Women Who Shaped Garden History
The post-war decades brought enormous changes to the landscape professions and to gardening culture. Women entered landscape architecture in larger numbers, pioneered organic gardening methods, and developed new approaches to garden writing rooted in close observation and regional knowledge.
World War II had a leveling effect in many fields: women had proven their ability to do agricultural and horticultural work during the war, and some of the barriers to professional advancement were lowered (though far from removed). At the same time, the post-war building boom created a need for landscape architects to work on new towns, housing estates, power stations, and reservoirs, opening opportunities for designers who might not have found work in the pre-war era of private estates.
Sylvia Crowe (1901–1997) was one of the most important landscape architects of the post-war period in Britain. She worked on new town landscapes, reservoir surrounds, and power station settings, bringing ecological sensitivity and aesthetic awareness to projects that might otherwise have been purely functional. Her books, particularly Garden Design (1958) and The Landscape of Power (1958), influenced a generation.
Brenda Colvin (1897–1981), a co-founder and president of the Institute of Landscape Architects, was an early advocate for ecological principles in landscape design. Her book Land and Landscape (1947) argued that landscape planning should be based on an understanding of natural systems, a radical idea at the time.

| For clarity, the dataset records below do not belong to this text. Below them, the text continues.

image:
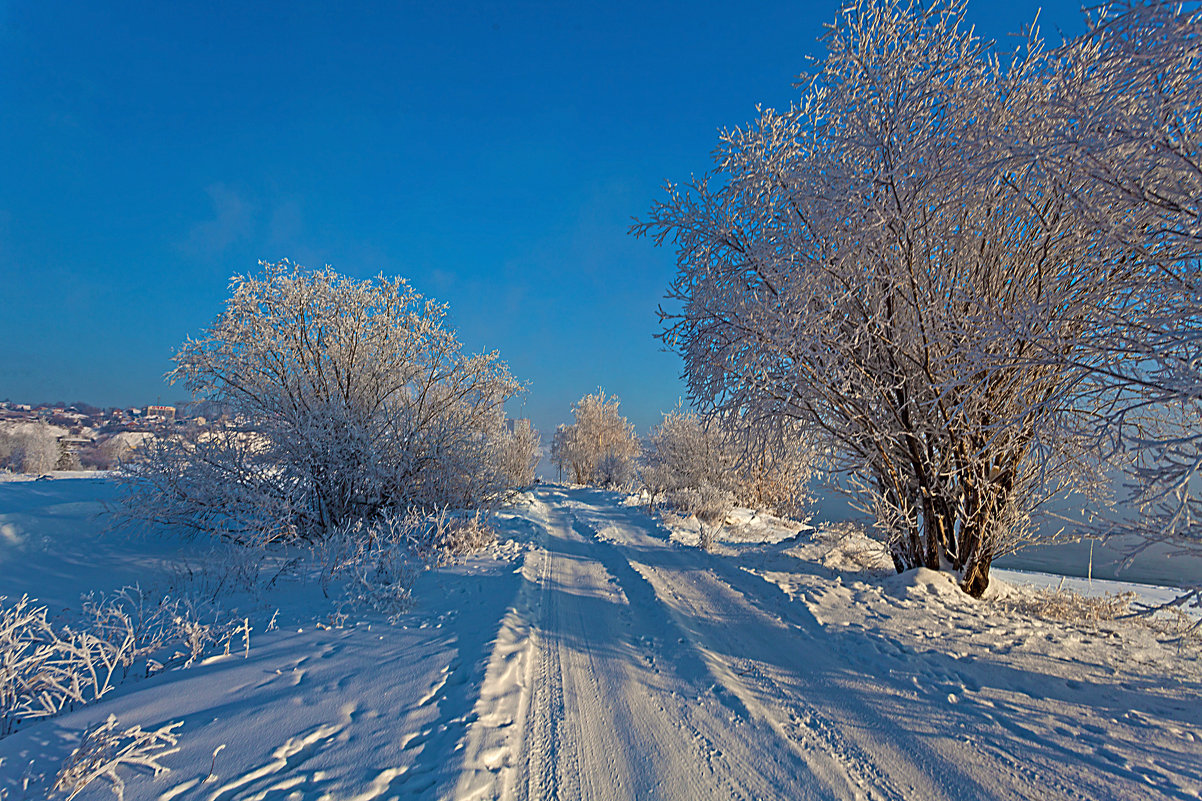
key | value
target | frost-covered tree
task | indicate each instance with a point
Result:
(1126, 122)
(600, 435)
(345, 398)
(689, 452)
(30, 448)
(519, 454)
(843, 261)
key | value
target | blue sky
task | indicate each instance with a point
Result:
(492, 153)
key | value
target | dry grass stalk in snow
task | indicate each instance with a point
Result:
(105, 748)
(1071, 606)
(46, 670)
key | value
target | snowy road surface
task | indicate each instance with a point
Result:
(662, 671)
(593, 657)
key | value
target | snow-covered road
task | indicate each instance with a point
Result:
(653, 670)
(590, 654)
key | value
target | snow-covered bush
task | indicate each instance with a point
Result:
(518, 454)
(345, 398)
(709, 504)
(105, 747)
(376, 562)
(30, 448)
(616, 472)
(600, 433)
(685, 452)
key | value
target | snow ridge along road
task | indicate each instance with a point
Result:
(634, 668)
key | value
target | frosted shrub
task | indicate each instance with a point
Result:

In the United States, Ruth Stout (1884–1980) spent decades promoting a radically simple approach to gardening: cover the soil with a thick layer of hay mulch and never dig, weed, or water again. Her book Gardening Without Work (1961) and her colorful personality made her a folk hero among organic gardeners. She was practicing principles that would later be validated by soil science and embraced by the no-dig movement.

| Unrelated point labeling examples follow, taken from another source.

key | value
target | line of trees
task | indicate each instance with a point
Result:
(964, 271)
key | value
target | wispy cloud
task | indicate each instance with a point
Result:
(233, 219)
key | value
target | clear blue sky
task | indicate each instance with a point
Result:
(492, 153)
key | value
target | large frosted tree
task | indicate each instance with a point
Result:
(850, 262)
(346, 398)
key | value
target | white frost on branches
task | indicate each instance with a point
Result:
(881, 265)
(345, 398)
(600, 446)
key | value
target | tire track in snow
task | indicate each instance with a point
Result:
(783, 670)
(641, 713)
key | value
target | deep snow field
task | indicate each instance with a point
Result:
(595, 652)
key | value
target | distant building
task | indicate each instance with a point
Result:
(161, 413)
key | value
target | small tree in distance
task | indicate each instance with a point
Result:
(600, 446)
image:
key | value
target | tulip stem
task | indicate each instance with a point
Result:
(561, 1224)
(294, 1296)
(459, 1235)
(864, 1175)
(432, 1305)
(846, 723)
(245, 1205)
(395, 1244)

Elizabeth Lawrence (1904–1985) wrote about gardens in the American South with a level of observation and literary quality that elevated garden writing into a literary art. Her books, including A Southern Garden (1942) and The Little Bulbs (1957), are still in print and still admired.
Margery Fish (1892–1969) in England championed the cottage garden tradition at a time when modernist design was in vogue. At East Lambrook Manor, she created a garden that celebrated traditional plants and informal planting, and her books — including We Made a Garden (1956) — are regarded as classics of the genre.